Court of Appeal for Ontario
CITATION: Akagi v. Synergy Group (2000) Inc., 2015 ONCA 44
DATE: 20150123
DOCKET: C57071
BEFORE: Hoy A.C.J.O., van Rensburg and Brown JJ.A.
BETWEEN
Trent Akagi
Plaintiff (Respondent)
and
Synergy Group (2000) Inc., Shane Davidson Smith, David Prentice, Sandra Delahaye and Jean Lucien Breau
Defendants (Appellants)
COUNSEL:
Joseph M. Sereda, for the appellants
Terry Corsianos, for the respondent
Heard and released orally: January 19, 2015
On appeal from the judgment of Justice Victoria R. Chiappetta of the Superior Court of Justice, dated April 24, 2013.
ENDORSEMENT
[1] The appellants appeal from a judgment made on April 24, 2013 at an undefended trial. At its highest the argument of the appellants is that, not having been properly served with notice of two proceedings leading up to the trial judgment, namely the orders of Roberts J. dated October 5, 2012 and January 18, 2013, they are entitled to have the judgment set aside on appeal.

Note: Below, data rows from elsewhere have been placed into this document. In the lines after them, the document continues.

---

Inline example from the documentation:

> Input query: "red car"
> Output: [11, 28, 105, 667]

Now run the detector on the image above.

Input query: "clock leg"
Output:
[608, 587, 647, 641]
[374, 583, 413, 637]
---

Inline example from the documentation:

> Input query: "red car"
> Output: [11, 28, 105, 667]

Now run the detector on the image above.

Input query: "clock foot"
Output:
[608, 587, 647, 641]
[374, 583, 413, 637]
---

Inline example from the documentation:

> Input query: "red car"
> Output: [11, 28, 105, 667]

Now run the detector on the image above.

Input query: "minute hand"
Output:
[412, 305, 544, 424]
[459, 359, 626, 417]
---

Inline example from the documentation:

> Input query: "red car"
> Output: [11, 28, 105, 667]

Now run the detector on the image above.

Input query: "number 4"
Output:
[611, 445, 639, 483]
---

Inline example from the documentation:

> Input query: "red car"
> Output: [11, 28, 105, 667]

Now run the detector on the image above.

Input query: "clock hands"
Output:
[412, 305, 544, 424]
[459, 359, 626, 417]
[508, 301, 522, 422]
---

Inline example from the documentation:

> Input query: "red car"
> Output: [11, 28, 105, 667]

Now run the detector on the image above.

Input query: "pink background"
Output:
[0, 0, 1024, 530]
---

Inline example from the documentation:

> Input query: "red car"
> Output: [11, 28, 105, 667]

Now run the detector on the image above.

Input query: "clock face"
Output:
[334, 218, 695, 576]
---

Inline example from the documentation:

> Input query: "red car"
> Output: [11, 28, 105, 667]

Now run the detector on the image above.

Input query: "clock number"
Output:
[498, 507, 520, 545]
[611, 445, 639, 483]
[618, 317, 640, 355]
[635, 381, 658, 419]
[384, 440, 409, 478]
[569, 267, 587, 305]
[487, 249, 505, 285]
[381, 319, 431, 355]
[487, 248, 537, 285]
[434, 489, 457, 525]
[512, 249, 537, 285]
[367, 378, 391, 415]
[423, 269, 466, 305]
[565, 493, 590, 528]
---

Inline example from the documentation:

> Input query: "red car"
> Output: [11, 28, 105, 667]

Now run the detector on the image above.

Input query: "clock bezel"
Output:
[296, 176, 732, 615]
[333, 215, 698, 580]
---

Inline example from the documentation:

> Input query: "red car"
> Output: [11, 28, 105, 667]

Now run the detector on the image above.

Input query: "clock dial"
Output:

[2] The appellants took no steps to move to set aside the orders of Roberts J. on the basis that they lacked proper notice. If they had done so, they would have been required to establish, beyond defective service, that they had no actual knowledge of the proceedings. There is no evidence, even before this court, that the appellants lacked knowledge of the proceedings. The assertions made in their factum are not supported by any evidence. Indeed, the evidence is to the contrary. The appellants’ counsel, Mr. Sereda, had correspondence with opposing counsel on October 25, 2012, in which he confirmed that he was aware of the October 5, 2012 order of Roberts J. striking out the statement of defence. Furthermore, it is clear that the appellants, Synergy and Smith knew about the January 18, 2013 order of Roberts J. An agent appeared for them that day and his request for an adjournment was denied.
[3] The question of the validity of service was specifically addressed by Roberts J. in her October 5, 2012 endorsement. She validated service of the motion by courier. Based on the materials before her she concluded that service by courier to what she noted was Synergy’s registered address should have come to the attention of the individual appellants if they were not evading service.
[4] It is not the law, as the appellants contend, that an order made without notice is a nullity. The order is nonetheless an order of the court until it is set aside.
[5] There is no evidence before this court to support the contention of the appellants that they lacked knowledge of the proceedings leading up to the uncontested hearing.
[6] There appear to be no other grounds of appeal of the April 2013 judgment that was granted at the uncontested hearing.
[7] The appeal is accordingly dismissed.
[8] Costs are to the respondent in the amount of $8,475, inclusive of HST and disbursements.
“Alexandra Hoy A.C.J.O.”
“K. van Rensburg J.A.”
“David Brown J.A.”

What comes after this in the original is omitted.